Attorno a questo primo nucleo centrale di rimandi, dunque, che rendono i personaggi e la storia facilmente riconoscibili allo spettatore, Joe Dante imbastisce una timida, seppur sincera critica alla società americana, soffocata dall’idea del denaro e del successo. Una critica che tuttavia rimane in superficie. In Gremlins, così come in molti altri suoi film, il limite di Joe Dante, infatti, è di riuscire a malapena a farla esplodere, relegandola sempre sullo sfondo, come fosse una fotografia sfocata che qui, forse ancora impregnata di un romanticismo tutto anni Ottanta, fa emergere i due protagonisti da un mondo dove la caduta del potere d’acquisto della classe media, e la paura dei licenziamenti di massa, così come quello dell’aumento dell’affitto delle case, non si erge però mai davvero a livello di critica sociale.

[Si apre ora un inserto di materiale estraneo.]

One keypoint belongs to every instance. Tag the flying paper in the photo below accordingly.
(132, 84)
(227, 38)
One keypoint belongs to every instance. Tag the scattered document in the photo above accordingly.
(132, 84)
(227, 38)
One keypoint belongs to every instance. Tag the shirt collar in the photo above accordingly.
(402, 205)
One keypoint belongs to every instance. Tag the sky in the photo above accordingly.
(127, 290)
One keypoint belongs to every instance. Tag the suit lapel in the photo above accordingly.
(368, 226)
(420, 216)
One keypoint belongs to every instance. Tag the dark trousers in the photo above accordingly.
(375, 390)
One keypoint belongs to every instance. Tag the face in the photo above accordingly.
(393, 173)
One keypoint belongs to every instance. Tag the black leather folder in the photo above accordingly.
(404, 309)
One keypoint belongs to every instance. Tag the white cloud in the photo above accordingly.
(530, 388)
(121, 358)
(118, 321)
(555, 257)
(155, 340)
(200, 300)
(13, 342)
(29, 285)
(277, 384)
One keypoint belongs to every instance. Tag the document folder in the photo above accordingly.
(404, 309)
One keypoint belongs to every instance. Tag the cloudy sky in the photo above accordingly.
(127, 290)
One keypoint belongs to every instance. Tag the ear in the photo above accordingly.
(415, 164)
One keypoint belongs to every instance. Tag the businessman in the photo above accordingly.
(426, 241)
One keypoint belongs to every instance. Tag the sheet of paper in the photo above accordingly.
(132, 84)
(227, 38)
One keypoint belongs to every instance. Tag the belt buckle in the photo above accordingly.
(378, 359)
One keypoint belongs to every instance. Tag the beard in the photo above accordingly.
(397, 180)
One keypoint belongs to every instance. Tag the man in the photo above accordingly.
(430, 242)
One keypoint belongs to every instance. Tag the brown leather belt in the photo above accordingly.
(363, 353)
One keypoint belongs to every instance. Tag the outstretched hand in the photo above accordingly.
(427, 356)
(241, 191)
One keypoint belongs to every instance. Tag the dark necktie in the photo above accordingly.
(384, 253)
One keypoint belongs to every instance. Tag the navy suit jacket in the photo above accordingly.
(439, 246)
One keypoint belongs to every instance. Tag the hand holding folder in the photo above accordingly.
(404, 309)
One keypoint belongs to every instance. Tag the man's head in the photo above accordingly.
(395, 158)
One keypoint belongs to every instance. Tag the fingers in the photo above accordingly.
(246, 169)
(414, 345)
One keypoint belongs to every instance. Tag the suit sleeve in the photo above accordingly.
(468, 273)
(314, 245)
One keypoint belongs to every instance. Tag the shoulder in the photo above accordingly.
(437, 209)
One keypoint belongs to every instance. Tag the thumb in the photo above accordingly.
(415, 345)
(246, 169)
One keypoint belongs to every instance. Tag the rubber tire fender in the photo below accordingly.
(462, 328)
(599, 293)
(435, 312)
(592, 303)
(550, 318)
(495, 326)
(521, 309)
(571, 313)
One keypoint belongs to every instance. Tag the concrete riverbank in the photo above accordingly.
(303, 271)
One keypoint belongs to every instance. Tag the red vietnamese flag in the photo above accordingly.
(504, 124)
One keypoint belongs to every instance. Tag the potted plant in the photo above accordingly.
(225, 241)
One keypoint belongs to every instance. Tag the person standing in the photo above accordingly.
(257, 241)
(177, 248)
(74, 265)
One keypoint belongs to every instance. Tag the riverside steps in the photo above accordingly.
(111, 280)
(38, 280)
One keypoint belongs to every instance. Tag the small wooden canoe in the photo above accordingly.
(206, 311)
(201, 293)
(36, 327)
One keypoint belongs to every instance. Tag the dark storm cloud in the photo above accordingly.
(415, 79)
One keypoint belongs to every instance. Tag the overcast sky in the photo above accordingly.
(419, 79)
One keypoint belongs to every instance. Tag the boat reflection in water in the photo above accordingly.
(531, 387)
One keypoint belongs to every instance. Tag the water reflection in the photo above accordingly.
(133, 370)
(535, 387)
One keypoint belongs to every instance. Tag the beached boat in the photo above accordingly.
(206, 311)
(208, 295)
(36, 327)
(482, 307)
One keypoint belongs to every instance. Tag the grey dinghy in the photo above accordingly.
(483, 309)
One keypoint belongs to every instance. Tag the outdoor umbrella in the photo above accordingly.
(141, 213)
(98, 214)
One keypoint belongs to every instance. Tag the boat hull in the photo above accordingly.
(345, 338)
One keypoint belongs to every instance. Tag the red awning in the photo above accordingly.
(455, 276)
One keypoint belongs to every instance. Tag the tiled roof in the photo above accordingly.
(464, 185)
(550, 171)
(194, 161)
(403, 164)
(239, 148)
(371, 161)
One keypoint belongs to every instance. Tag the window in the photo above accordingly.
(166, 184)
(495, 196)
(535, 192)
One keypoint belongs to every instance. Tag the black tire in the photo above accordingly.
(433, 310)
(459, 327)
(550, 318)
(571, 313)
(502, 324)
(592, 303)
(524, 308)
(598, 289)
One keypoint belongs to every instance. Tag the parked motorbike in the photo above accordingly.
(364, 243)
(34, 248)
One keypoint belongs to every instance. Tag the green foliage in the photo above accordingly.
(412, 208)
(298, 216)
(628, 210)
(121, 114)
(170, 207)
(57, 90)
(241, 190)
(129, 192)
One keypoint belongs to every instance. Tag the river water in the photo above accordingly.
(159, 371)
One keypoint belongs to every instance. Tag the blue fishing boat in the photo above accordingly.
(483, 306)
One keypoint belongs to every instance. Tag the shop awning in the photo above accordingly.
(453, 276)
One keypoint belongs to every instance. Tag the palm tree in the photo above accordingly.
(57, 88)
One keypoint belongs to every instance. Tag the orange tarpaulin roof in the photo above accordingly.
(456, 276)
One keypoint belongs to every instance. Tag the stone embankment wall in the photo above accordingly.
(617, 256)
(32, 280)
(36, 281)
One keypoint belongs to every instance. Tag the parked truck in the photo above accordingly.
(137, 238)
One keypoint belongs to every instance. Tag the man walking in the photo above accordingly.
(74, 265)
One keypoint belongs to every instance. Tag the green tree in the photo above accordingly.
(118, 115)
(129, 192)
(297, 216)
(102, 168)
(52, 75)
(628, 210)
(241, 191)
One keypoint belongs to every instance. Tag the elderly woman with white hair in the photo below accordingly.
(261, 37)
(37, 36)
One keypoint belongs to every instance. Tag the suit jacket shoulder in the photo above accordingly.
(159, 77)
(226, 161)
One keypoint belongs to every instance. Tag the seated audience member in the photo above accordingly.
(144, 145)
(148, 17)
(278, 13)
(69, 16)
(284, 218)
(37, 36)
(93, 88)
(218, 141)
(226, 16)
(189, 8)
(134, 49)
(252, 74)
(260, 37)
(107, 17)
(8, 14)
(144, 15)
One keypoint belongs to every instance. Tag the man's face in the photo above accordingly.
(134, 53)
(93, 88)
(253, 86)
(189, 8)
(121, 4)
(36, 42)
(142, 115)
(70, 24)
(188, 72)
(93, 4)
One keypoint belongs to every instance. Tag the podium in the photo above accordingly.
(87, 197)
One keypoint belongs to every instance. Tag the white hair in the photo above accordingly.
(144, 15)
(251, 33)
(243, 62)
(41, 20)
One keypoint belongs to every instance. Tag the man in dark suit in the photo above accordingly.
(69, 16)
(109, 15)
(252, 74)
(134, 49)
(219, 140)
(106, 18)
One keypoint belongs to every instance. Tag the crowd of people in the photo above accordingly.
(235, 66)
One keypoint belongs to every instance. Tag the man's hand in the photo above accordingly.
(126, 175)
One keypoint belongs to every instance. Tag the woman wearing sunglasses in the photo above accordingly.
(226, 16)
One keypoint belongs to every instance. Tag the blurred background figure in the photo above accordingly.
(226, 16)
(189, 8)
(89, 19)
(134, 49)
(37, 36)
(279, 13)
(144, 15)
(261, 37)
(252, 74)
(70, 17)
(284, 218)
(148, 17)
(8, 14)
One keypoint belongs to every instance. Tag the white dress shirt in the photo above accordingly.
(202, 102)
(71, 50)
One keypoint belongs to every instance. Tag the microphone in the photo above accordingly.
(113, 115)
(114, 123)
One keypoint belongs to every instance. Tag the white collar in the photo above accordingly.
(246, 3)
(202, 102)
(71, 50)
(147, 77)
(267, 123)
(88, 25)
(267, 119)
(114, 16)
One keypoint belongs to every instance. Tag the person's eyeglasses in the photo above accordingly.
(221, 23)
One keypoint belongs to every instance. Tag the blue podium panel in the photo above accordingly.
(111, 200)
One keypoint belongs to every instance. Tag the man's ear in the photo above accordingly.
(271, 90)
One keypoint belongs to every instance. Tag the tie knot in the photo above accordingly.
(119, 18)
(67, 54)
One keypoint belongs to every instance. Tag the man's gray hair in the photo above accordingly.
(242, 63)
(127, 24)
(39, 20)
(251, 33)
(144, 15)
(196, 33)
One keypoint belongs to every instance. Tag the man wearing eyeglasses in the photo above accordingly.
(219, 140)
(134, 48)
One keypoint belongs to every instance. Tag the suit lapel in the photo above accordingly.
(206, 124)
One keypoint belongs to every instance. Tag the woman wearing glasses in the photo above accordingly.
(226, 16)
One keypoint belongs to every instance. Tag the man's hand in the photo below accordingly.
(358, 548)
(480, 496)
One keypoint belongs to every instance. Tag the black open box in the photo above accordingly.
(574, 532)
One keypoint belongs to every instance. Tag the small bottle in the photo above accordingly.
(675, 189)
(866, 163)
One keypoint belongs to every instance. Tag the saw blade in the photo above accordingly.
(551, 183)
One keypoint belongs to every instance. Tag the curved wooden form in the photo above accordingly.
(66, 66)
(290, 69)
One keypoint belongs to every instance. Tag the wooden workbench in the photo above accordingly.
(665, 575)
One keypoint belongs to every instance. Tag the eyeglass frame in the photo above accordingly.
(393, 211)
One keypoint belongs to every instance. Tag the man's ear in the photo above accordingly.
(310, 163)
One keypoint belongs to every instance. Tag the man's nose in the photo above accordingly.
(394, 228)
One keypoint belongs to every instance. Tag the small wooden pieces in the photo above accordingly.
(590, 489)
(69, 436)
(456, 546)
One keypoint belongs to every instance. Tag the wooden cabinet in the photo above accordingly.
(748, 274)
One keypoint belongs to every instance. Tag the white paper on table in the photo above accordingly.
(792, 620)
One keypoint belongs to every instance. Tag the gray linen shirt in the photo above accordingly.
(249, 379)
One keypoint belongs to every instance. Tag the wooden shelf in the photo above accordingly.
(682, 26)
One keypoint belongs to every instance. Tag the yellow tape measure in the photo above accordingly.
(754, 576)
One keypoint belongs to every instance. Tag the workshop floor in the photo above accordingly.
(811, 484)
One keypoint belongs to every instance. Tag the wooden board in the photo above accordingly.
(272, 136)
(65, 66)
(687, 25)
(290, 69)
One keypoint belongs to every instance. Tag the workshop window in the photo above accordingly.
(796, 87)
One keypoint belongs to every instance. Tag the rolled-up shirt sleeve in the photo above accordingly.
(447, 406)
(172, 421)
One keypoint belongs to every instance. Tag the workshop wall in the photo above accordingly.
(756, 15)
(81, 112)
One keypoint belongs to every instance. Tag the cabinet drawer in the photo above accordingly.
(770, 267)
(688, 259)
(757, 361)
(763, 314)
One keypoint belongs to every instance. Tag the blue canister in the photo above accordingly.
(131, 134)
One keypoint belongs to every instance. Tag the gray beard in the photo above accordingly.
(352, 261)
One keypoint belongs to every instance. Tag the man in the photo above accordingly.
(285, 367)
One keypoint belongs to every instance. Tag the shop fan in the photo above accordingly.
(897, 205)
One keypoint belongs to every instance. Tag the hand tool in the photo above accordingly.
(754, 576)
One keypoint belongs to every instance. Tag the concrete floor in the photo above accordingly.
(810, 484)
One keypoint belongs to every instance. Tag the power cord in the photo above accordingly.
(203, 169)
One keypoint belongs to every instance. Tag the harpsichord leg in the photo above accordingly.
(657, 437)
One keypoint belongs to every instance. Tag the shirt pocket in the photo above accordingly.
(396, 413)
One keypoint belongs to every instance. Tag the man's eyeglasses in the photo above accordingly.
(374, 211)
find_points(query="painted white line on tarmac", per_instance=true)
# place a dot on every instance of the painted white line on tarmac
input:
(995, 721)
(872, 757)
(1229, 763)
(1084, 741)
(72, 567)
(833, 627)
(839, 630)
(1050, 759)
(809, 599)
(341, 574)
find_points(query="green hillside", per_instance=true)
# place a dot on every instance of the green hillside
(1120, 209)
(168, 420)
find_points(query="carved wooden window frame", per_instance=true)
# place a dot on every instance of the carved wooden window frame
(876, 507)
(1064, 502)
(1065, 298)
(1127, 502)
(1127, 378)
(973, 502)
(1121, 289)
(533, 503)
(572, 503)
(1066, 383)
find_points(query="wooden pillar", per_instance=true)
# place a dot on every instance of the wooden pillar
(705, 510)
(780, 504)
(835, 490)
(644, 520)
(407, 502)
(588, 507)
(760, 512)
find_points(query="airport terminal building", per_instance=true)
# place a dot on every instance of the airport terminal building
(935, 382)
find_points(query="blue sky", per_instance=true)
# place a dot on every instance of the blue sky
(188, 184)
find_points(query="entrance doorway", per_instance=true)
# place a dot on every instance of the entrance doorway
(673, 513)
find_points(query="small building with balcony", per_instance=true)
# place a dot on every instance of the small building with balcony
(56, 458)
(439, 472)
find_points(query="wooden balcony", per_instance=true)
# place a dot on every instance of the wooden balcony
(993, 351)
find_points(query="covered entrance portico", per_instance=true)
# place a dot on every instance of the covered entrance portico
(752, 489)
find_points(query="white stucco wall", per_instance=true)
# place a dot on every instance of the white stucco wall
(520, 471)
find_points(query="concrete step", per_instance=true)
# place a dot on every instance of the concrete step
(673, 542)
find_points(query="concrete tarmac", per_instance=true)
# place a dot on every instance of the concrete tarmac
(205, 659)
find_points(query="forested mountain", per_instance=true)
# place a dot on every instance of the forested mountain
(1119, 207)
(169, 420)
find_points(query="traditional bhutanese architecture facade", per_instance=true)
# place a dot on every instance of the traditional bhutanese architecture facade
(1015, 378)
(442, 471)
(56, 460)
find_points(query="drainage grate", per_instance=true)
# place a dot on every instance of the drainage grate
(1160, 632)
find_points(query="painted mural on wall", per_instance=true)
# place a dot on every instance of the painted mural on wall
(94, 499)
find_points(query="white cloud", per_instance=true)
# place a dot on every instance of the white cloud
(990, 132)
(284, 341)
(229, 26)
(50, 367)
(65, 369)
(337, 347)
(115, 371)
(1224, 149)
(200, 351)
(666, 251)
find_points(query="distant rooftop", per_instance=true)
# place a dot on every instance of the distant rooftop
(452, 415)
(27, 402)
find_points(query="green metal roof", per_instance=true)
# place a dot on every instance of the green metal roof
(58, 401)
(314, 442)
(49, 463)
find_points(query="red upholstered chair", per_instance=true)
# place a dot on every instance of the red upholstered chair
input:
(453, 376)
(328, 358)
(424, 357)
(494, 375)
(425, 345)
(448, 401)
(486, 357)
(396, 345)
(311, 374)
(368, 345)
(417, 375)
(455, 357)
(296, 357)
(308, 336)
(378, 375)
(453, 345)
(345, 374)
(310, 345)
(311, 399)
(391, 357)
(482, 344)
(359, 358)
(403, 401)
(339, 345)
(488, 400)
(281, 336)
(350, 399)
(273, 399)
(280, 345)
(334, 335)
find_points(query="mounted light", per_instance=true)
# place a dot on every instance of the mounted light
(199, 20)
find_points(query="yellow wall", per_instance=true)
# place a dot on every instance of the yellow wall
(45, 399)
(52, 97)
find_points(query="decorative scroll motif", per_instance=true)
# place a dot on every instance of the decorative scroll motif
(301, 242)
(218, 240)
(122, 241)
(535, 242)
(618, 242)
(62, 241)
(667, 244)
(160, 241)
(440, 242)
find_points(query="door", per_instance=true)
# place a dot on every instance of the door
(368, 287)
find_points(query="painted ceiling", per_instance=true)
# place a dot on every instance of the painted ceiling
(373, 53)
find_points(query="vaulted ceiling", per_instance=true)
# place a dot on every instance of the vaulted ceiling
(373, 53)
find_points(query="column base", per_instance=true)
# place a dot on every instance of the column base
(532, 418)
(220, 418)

Dante, in Gremlins, rimane dunque sempre su una soglia invisibile, senza esplorare fino in fondo né il genere nè la realtà contestuale sulla quale pone il suo sguardo. Una soglia che deciderà di non oltrepassare mai fino in fondo.

TITOLO ORIGINALE: Gremlins; REGIA: Joe Dante; SCENEGGIATURA: Chris Columbus; FOTOGRAFIA: John Hora; MONTAGGIO: Tina Hirsch; MUSICA: Jerry Goldsmith, Noel Regney; PRODUZIONE: USA; ANNO: 1984; DURATA: 105 min.